The policy shift could disproportionately affect low-income and rural transgender youth who rely on Medicaid or on local hospitals with limited payer diversity. Insured families in states where care is legal might still face practical barriers if nearby hospitals scale back services. Internationally, the U.S. move may be cited by policymakers in other countries debating transgender youth care, influencing broader debates about medical standards and age-based limits.
Comparison & Data
| Measure | Count / Note |
|---|---|
| States with bans on pediatric gender-affirming care | 27 states |
| States without statewide bans | 23 states (varied access and protections) |
| Maximum prison penalty in Greene bill | Up to 10 years |
The table highlights the current geographic split: 27 states have enacted bans that restrict care for minors, leaving 23 states without a statewide ban but still subject to differing regulations and court rulings. The proposed federal rules would layer a national funding condition on top of that map, potentially affecting hospitals in both banning and non-banning states. The Greene criminalization proposal, if enacted, would add a separate layer of criminal penalties at the state level for providers in jurisdictions that adopt similar statutes.
Reactions & Quotes
The following are condensed, attributed reactions based on public statements and reporting.

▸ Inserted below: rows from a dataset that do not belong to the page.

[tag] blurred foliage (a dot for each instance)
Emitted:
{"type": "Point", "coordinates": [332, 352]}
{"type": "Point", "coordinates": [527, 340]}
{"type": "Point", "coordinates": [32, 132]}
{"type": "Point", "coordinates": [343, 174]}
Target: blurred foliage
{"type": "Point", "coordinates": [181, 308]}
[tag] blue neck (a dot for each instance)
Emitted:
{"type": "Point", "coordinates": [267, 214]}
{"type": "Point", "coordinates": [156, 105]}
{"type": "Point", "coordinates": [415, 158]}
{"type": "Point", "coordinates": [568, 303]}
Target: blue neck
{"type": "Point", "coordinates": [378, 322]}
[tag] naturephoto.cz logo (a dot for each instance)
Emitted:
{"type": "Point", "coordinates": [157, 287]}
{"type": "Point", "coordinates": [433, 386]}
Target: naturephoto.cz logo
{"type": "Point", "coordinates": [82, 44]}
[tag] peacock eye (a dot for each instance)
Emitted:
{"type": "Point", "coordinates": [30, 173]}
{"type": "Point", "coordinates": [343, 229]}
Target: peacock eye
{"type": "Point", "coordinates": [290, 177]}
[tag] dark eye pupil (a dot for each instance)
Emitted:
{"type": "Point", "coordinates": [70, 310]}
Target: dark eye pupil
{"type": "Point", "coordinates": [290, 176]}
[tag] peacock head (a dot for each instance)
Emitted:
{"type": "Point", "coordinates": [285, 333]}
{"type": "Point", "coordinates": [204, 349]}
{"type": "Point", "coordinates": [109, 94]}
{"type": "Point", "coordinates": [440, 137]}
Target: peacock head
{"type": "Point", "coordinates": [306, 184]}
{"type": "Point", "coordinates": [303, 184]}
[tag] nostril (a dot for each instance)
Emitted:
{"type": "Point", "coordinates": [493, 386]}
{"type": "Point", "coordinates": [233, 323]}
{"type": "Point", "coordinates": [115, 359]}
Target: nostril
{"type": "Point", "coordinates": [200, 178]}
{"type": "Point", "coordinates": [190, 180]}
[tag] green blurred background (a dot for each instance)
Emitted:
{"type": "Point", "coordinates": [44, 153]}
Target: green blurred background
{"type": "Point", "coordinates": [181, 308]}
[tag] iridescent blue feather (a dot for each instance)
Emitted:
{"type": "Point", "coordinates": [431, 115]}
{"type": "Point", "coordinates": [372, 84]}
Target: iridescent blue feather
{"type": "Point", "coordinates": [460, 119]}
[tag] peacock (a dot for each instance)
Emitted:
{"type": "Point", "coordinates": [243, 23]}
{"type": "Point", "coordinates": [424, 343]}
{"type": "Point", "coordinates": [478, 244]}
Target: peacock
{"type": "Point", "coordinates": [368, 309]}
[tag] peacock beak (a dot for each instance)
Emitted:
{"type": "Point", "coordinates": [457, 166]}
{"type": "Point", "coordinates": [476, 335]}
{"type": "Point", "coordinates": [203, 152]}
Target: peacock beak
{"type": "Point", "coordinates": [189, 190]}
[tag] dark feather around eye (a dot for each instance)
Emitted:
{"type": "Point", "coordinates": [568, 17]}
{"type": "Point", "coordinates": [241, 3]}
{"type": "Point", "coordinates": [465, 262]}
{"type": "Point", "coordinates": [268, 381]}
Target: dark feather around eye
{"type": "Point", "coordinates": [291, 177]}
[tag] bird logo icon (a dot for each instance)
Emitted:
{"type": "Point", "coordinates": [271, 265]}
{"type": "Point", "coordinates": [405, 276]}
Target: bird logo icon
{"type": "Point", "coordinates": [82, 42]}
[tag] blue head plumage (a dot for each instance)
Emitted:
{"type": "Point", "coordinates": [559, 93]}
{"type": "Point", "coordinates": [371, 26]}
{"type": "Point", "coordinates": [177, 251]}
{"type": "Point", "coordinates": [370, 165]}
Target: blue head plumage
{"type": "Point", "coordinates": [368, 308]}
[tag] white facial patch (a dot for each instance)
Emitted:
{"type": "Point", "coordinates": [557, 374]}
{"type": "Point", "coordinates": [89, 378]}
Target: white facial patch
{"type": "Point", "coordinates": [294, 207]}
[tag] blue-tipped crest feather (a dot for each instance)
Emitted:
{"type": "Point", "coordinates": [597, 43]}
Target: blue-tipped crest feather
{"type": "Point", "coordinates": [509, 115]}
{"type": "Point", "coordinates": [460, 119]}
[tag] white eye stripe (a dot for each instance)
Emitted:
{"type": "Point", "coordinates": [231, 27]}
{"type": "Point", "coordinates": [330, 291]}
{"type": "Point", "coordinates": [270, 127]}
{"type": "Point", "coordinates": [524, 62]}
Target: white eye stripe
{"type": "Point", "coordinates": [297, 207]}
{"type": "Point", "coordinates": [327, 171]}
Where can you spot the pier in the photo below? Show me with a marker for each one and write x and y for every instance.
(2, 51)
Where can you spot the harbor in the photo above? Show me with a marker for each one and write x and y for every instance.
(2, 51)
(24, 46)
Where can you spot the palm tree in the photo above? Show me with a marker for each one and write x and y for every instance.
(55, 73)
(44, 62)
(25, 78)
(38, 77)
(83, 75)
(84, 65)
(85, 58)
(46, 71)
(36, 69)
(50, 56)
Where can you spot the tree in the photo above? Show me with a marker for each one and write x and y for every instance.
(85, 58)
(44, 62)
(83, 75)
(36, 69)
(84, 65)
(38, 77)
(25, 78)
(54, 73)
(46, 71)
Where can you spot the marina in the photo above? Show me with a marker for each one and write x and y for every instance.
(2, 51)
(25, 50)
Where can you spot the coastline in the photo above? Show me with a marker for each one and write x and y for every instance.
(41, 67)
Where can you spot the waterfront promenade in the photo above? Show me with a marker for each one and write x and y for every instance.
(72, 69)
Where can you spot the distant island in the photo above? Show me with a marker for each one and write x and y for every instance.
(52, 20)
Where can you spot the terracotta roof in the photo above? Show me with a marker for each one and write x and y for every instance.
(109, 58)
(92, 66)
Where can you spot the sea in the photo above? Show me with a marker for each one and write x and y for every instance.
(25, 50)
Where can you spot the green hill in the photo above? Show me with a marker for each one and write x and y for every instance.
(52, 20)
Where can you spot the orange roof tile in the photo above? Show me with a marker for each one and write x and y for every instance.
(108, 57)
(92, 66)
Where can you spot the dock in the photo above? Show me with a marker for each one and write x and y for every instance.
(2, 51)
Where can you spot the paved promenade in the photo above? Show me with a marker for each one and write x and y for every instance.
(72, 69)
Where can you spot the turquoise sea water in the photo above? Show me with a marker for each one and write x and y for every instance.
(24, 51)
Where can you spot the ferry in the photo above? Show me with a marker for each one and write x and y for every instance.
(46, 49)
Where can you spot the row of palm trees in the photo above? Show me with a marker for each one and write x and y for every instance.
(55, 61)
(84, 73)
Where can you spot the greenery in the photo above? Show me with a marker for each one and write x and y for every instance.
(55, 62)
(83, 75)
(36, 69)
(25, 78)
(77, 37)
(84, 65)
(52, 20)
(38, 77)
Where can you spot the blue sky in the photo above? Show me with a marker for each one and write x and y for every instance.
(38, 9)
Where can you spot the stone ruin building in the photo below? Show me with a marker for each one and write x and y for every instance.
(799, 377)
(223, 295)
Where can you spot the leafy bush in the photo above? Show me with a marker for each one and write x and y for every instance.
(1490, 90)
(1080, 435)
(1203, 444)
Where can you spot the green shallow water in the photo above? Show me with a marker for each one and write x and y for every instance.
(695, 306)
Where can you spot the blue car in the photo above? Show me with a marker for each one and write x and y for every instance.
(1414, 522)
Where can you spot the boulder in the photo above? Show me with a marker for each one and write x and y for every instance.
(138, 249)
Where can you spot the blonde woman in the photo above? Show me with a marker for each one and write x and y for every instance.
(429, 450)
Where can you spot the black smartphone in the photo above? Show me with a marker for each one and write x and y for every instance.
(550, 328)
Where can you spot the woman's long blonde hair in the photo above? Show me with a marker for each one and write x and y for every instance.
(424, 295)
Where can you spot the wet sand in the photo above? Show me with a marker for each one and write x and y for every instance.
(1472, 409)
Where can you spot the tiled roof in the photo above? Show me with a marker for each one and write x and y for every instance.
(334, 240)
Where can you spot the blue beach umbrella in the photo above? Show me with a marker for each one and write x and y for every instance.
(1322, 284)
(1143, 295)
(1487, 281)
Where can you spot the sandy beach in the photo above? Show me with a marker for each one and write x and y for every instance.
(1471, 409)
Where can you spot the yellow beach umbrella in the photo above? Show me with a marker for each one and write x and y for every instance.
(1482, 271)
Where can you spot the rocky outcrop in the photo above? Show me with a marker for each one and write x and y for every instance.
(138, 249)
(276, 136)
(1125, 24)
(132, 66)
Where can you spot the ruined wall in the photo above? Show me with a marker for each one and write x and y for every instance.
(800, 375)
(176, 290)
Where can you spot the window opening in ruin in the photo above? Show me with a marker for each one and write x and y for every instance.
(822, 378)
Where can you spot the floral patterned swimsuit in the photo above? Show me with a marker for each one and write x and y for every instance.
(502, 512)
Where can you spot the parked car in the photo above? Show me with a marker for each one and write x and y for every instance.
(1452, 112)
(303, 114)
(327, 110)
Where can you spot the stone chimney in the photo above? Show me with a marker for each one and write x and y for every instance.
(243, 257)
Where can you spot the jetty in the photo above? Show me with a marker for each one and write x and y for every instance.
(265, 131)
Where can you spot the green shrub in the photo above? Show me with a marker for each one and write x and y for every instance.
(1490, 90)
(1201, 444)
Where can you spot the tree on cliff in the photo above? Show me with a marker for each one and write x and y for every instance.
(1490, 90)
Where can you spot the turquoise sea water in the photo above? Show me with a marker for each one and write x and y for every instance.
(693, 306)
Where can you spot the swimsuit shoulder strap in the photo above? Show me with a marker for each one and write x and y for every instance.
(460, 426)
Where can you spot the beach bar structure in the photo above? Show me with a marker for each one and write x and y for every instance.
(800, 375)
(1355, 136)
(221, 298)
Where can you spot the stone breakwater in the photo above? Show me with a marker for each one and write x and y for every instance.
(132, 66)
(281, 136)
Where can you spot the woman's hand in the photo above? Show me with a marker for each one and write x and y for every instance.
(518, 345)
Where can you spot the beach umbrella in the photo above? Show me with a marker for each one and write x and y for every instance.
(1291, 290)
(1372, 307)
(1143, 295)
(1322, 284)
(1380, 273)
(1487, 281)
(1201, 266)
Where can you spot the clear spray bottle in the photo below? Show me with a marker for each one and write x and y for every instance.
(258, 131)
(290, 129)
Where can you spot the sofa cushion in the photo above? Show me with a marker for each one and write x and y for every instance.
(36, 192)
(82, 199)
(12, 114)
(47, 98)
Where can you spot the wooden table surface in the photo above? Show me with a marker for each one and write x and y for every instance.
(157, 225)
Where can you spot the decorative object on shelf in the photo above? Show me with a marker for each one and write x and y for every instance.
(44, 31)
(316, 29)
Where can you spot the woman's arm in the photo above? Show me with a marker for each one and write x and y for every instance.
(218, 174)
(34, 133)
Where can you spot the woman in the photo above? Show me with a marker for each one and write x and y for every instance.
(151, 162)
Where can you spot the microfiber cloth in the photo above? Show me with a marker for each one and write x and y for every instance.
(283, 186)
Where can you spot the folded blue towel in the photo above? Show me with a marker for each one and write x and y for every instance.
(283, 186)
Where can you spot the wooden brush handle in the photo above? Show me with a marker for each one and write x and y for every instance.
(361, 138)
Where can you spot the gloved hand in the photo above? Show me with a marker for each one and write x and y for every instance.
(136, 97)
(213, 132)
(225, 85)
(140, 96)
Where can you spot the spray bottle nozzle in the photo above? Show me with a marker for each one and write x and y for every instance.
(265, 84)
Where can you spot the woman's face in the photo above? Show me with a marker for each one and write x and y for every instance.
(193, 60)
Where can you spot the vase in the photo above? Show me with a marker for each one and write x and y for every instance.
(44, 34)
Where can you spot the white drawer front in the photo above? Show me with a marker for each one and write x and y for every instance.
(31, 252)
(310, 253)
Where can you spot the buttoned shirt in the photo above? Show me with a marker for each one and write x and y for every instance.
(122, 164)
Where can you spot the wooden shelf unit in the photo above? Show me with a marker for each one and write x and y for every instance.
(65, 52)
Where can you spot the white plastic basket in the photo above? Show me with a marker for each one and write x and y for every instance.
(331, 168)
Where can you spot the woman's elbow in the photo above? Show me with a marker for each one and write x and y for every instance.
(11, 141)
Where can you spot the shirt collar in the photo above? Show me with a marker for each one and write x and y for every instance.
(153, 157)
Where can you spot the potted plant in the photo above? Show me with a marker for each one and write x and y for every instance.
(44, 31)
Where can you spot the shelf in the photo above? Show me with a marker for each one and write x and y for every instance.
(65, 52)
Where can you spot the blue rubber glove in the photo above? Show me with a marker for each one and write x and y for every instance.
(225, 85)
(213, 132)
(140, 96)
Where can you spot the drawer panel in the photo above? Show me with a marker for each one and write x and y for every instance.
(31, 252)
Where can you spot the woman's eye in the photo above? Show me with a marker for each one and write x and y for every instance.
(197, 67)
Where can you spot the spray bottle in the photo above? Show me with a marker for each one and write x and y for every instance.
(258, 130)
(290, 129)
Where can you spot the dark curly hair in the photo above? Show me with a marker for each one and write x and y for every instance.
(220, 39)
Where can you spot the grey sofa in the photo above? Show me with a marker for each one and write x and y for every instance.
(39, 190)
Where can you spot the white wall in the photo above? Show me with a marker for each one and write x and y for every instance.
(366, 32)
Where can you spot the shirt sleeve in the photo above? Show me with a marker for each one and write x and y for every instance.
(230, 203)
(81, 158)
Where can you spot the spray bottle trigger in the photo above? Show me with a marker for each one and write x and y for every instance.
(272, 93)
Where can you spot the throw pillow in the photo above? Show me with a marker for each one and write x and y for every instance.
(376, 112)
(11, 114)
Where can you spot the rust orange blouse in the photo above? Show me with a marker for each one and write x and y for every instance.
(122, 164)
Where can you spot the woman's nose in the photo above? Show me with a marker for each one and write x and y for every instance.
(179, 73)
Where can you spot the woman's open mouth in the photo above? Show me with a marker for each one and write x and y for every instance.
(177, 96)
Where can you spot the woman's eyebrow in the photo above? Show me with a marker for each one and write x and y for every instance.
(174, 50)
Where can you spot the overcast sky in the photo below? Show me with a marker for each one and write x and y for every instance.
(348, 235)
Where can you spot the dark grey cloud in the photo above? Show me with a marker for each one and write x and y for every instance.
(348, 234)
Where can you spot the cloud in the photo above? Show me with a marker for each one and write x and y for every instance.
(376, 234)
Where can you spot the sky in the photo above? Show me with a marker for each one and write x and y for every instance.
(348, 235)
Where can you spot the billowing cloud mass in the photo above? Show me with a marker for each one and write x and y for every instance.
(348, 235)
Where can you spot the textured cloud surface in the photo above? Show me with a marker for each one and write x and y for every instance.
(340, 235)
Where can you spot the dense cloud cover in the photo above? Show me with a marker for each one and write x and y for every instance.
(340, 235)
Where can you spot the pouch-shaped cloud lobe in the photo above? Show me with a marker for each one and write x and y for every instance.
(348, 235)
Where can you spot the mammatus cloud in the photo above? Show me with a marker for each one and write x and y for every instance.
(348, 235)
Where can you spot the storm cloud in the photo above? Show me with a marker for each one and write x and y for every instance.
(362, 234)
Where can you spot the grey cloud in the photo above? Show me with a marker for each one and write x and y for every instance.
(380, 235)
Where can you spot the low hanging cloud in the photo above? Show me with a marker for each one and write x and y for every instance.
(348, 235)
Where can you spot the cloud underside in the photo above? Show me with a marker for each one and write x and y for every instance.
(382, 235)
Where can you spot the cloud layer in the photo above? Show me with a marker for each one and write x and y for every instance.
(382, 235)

The administration framed the steps as necessary to protect minors from unproven or risky interventions and to clarify federal payment policy for pediatric care.
HHS briefing (paraphrase)
House sponsors argued the combination of legislative and administrative measures will limit what they describe as experimental treatments for children.
Rep. Marjorie Taylor Greene (sponsor, paraphrase)
Advocates for transgender youth warned the moves threaten access to medically supervised care and could force families to travel long distances or forgo treatment.
Trans rights advocacy group statements (paraphrase)
Unconfirmed
- Precise language and legal theories the administration will rely on in the published rules were not available before the Federal Register posting; detailed legal arguments remain to be seen.
- It is not yet confirmed which, if any, immediate operational waivers or exceptions hospitals might seek to continue pediatric gender-affirming services without losing federal payments.
- Timing and outcomes of expected litigation are uncertain; courts may issue temporary or permanent injunctions, but the pace and scope cannot be predicted now.
Bottom Line
The administration’s proposed use of Medicare and Medicaid rules to constrain pediatric gender-affirming care would, if finalized and upheld, have nationwide consequences by leveraging federal payment streams that nearly all hospitals accept. Even where state law allows care, hospitals could face financial pressure to stop services, narrowing practical access for transgender youth—especially those on Medicaid or living in rural areas.
Expect rapid legal and political pushback: courts, medical societies and advocacy groups are likely to challenge the rules, and Congress could pursue parallel legislation. In the near term, families, providers and hospitals will need to monitor the Federal Register posting, submit comments, and prepare for possible litigation and policy shifts that could alter care availability over the coming months.